Skip to content

Known Issues when Using MPI

This pages holds known issues observed with MPI and concrete MPI implementations.

Mpirun on partition alphaand ml

Using mpirun on partitions alpha and ml leads to wrong resource distribution when more than one node is involved. This yields a strange distribution like e.g. SLURM_NTASKS_PER_NODE=15,1 even though --tasks-per-node=8 was specified. Unless you really know what you're doing (e.g. use rank pinning via perl script), avoid using mpirun.

Another issue arises when using the Intel toolchain: mpirun calls a different MPI and caused a 8-9x slowdown in the PALM app in comparison to using srun or the GCC-compiled version of the app (which uses the correct MPI).

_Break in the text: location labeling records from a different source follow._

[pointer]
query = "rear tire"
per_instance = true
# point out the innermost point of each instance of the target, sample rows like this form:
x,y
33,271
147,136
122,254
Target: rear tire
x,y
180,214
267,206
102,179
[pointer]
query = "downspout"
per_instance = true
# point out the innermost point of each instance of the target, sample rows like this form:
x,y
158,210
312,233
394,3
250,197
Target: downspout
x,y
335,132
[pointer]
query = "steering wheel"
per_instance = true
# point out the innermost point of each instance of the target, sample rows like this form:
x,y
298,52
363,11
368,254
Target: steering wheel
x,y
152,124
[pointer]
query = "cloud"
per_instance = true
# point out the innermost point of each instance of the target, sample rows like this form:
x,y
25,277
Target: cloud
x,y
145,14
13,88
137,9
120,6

R Parallel Library on Multiple Nodes

Using the R parallel library on MPI clusters has shown problems when using more than a few compute nodes. The error messages indicate that there are buggy interactions of R/Rmpi/OpenMPI and UCX. Disabling UCX has solved these problems in our experiments.

We invoked the R script successfully with the following command:

mpirun -mca btl_openib_allow_ib true --mca pml ^ucx --mca osc ^ucx -np 1 Rscript
--vanilla the-script.R

where the arguments -mca btl_openib_allow_ib true --mca pml ^ucx --mca osc ^ucx disable usage of UCX.

MPI Function MPI_Win_allocate

The function MPI_Win_allocate is a one-sided MPI call that allocates memory and returns a window object for RDMA operations (ref. man page).

Using MPI_Win_allocate rather than separate MPI_Alloc_mem + MPI_Win_create may allow the MPI implementation to optimize the memory allocation. (Using advanced MPI)

It was observed for at least for the OpenMPI/4.0.5 module that using MPI_Win_Allocate instead of MPI_Alloc_mem in conjunction with MPI_Win_create leads to segmentation faults in the calling application . To be precise, the segfaults occurred at partition romeo when about 200 GB per node where allocated. In contrast, the segmentation faults vanished when the implementation was refactored to call the MPI_Alloc_mem + MPI_Win_create functions.